Development and Experimental Validation of Machine Learning-Based Disulfidptosis-Related Ferroptosis Biomarkers in Inflammatory Bowel Disease
Abstract
Background: Inflammatory bowel disease (IBD) is a chronic inflammatory condition of the gastrointestinal tract, defined by intestinal epithelial cell death. While ferroptosis and disulfidptosis have been linked to IBD pathogenesis, the functional significance of disulfidptosis-related ferroptosis genes (DRFGs) in this disease remains poorly characterized. This investigation sought to pinpoint DRFGs as diagnostic indicators and clarify their mechanistic contributions to IBD progression.

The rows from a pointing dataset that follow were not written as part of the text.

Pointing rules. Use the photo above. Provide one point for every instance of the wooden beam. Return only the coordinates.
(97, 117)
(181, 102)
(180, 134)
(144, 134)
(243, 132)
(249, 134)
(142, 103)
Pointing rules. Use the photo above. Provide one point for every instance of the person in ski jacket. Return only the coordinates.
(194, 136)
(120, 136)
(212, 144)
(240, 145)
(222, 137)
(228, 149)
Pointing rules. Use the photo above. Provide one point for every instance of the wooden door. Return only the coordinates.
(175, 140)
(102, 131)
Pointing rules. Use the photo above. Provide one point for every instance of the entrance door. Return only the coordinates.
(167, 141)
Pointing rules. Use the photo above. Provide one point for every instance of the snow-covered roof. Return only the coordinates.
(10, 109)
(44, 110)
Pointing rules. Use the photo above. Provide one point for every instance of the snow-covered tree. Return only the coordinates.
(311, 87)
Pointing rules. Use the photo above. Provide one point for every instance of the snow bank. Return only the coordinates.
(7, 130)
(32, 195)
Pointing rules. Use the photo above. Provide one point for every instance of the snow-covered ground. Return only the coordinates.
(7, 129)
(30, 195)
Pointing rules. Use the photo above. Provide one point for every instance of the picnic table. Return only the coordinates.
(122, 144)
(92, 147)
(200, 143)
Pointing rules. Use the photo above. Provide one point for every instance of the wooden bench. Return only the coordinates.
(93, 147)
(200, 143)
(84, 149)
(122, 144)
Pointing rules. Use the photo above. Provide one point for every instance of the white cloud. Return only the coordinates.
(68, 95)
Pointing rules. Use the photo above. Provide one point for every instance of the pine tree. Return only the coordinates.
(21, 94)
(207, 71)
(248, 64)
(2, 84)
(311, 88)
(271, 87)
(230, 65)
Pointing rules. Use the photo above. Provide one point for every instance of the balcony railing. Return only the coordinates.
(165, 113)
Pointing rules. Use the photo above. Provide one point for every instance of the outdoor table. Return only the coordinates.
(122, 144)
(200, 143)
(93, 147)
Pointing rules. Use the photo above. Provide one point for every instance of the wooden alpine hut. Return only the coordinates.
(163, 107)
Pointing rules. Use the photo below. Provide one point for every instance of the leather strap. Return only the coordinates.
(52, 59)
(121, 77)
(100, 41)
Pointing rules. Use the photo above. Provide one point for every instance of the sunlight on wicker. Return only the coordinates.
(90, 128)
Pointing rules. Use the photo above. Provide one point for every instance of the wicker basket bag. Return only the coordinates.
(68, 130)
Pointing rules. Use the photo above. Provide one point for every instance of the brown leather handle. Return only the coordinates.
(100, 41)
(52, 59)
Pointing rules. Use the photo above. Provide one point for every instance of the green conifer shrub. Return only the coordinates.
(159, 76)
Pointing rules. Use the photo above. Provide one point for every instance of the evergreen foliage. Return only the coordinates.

Methods: Four IBD datasets (GSE65114, GSE87473, GSE102133, and GSE186582) from the GEO database were integrated to identify differentially expressed genes (DEGs) (|log2FC| > 0.585, adj. p < 0.05). A Pearson correlation analysis was used to link disulfidptosis and ferroptosis genes, followed by machine learning (LASSO and RF) to screen core DRFGs. The immune subtypes and single-cell sequencing (GSE217695) results were analyzed. A DSS-induced colitis Mus musculus (C57BL/6) model was used for validation. Results: Transcriptomic profiling identified 521 DEGs, with 16 defined as DRFGs. Nine hub genes showed diagnostic potential (AUC: 0.71-0.91). Functional annotation demonstrated that IBD-associated genes regulate diverse pathways, with a network analysis revealing their functional synergy. The PPI networks prioritized DUOX2, NCF2, ACSL4, GPX2, CBS, and LPCAT3 as central hubs. Two immune subtypes exhibited divergent DRFG expression. Single-cell mapping revealed epithelial/immune compartment specificity. The DSS-induced murine colitis model confirmed differential expression patterns of DRFGs, with concordant results between qRT-PCR and RNA-seq, emphasizing their pivotal regulatory roles in disease progression and potential for translational application. Conclusions: DRFGs mediate IBD progression via multi-signal pathway regulation across intestinal cell types, demonstrating diagnostic and prognostic potential.